元恂握住海凝良娣娇嫩的手说道:“回去吧,这东宫除了你还有别人吗?女人真是天生爱吃醋。”
海凝良娣这才一步三回头地告退。她谋划了一整夜的计划,就这样被章弥三言两语搅乱了。
海凝良娣回到房间,风一样将桌上摆着的杯盏茶碟扫在地上,愤恨地说道:“章弥这个狗奴才。”心中的怒火熊熊燃烧,她伸出葱葱玉指指着一旁的宫女说道:“去把简兮那个贱婢给我带上来!”
当简兮颤颤巍巍跪在海凝良娣脚边时,她的眼睛死死地盯着海凝良娣鞋面上的金丝绣梅,赤金的光在她的瞳孔中映出闪电的纹理。
“都怪你这个死奴才,给我惹了这么多恶心。”海凝良娣说着一把揪起简兮散乱的长发,盯着她黑白分明的眸子。她恶狠狠地问道:“今天怎么不求饶了?”
“良娣要奴婢死,奴婢磕再多头也没用。”简兮的眼中闪过一丝坚决。
海凝良娣被她这种坚决震动了,她按下怒气开始细看,目光一寸寸扫过简兮的脸,突然冷笑道:“伤好得倒挺快,看来那些阉人对你还不错。”
嘲笑从齿缝中涌出,像无数细针把简兮的心刺得残破不堪。
过了好久海凝良娣才收回目光,她一把将简兮甩在地上。
简兮应声倒地,头重重地磕在桌腿上。简兮额头一道口子即刻血流如注涌出殷红的血,简兮只感觉眼前的物体在空中漂浮,看不清,抓不着,然后陷入昏迷当中。耳畔是海凝良娣刺耳的喊声:“拖出去!别脏了地板!”
“不许她再待在东宫,扔到翊烨宫门口!”
翊烨宫内,韦贵人和琯玥正在修剪歌容和惜玥刚刚采摘回来的腊梅。

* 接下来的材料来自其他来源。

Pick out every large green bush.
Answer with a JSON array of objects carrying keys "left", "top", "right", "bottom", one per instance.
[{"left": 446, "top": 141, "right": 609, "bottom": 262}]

红扑扑的梅花摆满了桌子,花苞露出尖尖的头。福安伺候在一旁细心地擦一对北魏蓝琉璃花瓶。
忽然听到门口轰隆~一声。
几人怔地停下手中的事情。韦贵人吩咐道:“福安,你去看看是谁在敲门。”
惜玥说道:“这哪是敲门,分明是在撞门,我倒要看看是谁这么大的狗胆。”
琯玥连忙拉扯住惜玥说道:“惜玥,让福安一个人去就行了,你别惹事。”
屋内正说着话,只见福安匆匆跑了进来说道:“是东宫的宫女简兮死在翊烨宫门口了。”